御曹司さま、これは溺愛契約ですか?

 ありのままの感情を飾らない言葉で伝えると、翔が一瞬目を見開いた。

 でもすぐに笑顔になって、美果の身体をぎゅっと抱きしめてくれる。少し筋肉がついた男性らしい腕で、美果の身体を優しく包み込む。

「よかった……断られるかと気が気じゃなかった」
「緊張してたんですね?」
「した。すげぇ悩んだ」

 美果の問いかけに、翔が気が抜けたように頷く。

「美果の夢を叶える前にプロポーズしても説得力に欠けるから、最低でも一日は美果が自由に写真を撮る時間を作りたかった。けど断られたときに挽回する時間も残しておかなきゃならないと思ったら、最終日に言う訳にもいかないだろ」

 仕事のことを考えるとこれが日程的にこれが限界だし、と言い訳のように呟く翔の悩みに、ついくすくすと笑ってしまう。

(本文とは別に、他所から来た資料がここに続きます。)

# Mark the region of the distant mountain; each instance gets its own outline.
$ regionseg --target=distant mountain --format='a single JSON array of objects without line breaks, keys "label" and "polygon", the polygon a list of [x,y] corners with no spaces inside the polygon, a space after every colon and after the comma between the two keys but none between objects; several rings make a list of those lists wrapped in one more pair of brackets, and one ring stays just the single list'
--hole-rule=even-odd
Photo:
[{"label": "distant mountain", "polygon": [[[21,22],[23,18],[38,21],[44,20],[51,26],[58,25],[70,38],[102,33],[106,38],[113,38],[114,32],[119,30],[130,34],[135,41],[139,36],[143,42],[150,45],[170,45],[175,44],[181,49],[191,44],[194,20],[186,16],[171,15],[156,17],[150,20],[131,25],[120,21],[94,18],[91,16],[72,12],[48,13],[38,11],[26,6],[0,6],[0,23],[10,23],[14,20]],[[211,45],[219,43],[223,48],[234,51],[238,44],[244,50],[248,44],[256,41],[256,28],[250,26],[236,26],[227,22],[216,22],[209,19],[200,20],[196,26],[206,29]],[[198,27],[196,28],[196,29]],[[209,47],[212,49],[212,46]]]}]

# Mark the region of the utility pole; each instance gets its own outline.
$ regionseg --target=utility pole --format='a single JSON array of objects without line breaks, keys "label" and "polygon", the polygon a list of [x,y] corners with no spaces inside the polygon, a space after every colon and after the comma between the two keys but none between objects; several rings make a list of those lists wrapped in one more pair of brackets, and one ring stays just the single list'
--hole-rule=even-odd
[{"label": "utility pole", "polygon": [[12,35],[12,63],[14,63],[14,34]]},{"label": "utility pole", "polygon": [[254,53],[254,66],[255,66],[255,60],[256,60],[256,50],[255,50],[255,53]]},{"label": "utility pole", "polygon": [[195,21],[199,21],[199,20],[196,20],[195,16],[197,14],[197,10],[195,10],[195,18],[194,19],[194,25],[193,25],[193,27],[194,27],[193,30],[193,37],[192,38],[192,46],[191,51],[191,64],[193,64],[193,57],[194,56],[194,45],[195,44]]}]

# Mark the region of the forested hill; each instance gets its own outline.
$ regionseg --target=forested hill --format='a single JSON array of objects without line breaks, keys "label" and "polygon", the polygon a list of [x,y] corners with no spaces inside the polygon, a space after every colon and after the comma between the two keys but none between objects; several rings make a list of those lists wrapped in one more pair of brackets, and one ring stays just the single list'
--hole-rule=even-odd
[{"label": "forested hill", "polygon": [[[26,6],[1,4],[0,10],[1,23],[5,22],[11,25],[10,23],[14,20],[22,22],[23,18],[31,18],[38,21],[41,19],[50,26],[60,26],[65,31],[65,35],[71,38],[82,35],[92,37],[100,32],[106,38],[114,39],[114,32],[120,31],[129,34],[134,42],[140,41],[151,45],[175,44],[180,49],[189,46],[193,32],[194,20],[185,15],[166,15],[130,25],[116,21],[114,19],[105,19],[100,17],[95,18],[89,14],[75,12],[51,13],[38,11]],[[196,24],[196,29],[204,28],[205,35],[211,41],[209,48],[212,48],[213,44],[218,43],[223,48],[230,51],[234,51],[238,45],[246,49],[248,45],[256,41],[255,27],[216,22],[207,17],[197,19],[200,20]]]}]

 美果の夢を叶えた上でのプロポーズと、もし断られたときにリカバリーすることまで考えてタイミングを図っていたなんて。

「今ならまだ、日本時間でも美果の誕生日だしな」
「えっ、そんなことまで考えててくれてたんですね?」
「当たり前だろ。むしろそこが一番重要だ」

 美果の呟きに、翔が呆れたように頷く。前後の予定や都合も大事だが一番大事なのは美果の誕生日を祝うこと。

 大事な人が生まれた日をちゃんと祝うことが最大の目的だと告げられ、また胸の奥がじんと熱くなる。左手の薬指に収まった指輪が、美果の気持ちの高鳴りに反応するようにきらりと輝く。